Water has multiple roles in the body, be it lubricating joints, getting blood cells to where they need to go, or regulating body temperature. As a result, if you are markedly dehydrated, the proficiency of water to promote wellbeing diminishes significantly, and it doesn’t take much for things to go downhill in a hurry. In Aaron Ralston’s novel Between a Rock and a Hard Place, he details the onset of dehydration through to its extremes. When dehydration first sets in, sufferers experience a marked increase in heart rate, an inability to regulate body temperature, and great feelings of fatigue. A near-fatal amount of dehydration caused Ralston to lose over 20 lbs of body weight, have a higher-pitched voice due to his vocal cords being stretched so thin (his tissues were losing their elasticity), and also caused him to experience hallucinations.

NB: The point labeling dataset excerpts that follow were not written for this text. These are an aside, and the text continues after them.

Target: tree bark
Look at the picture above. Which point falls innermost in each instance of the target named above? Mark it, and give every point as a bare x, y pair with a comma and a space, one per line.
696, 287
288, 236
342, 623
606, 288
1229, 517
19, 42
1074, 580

So what does this have to do with staying healthy? Researchers from the University of Alabama discovered that by losing just three per cent of one’s body weight by induced dehydration, subjects’ heart rates were significantly higher; they could not perform nearly as well in the weight room; and their perceived effort was significantly higher. Meaning, of course, that their bodies were doing more effort for less gain. Basically, this means that by being even slightly dehydrated, you can’t approach the right levels of performance that need to be achieved for your workout. Your workouts will, in turn, become less effective, essentially slowing your path to your goals.

This can easily be avoided by simply drinking more fluids throughout the day, generally between 2-3 liters or more. A specific amount depends on gender, body weight and daily exertion, and scientists can’t seem to agree which specific amount could be considered “adequate” based on these factors. In any case, having a slight excess of water intake won’t hurt you. It’s especially important to drink lots during and after your workout to stop your body from losing its performance potential via dehydration.

An interesting if slightly gross method for monitoring your hydration level is to survey the color of your own urine. Optimally it should be only slightly yellow, or almost clear. If it’s a dark yellow, than you should definitely be drinking more.

Hopefully this information will further optimize your path to success, and keep you well-hydrated in order to tackle your workouts in your prime.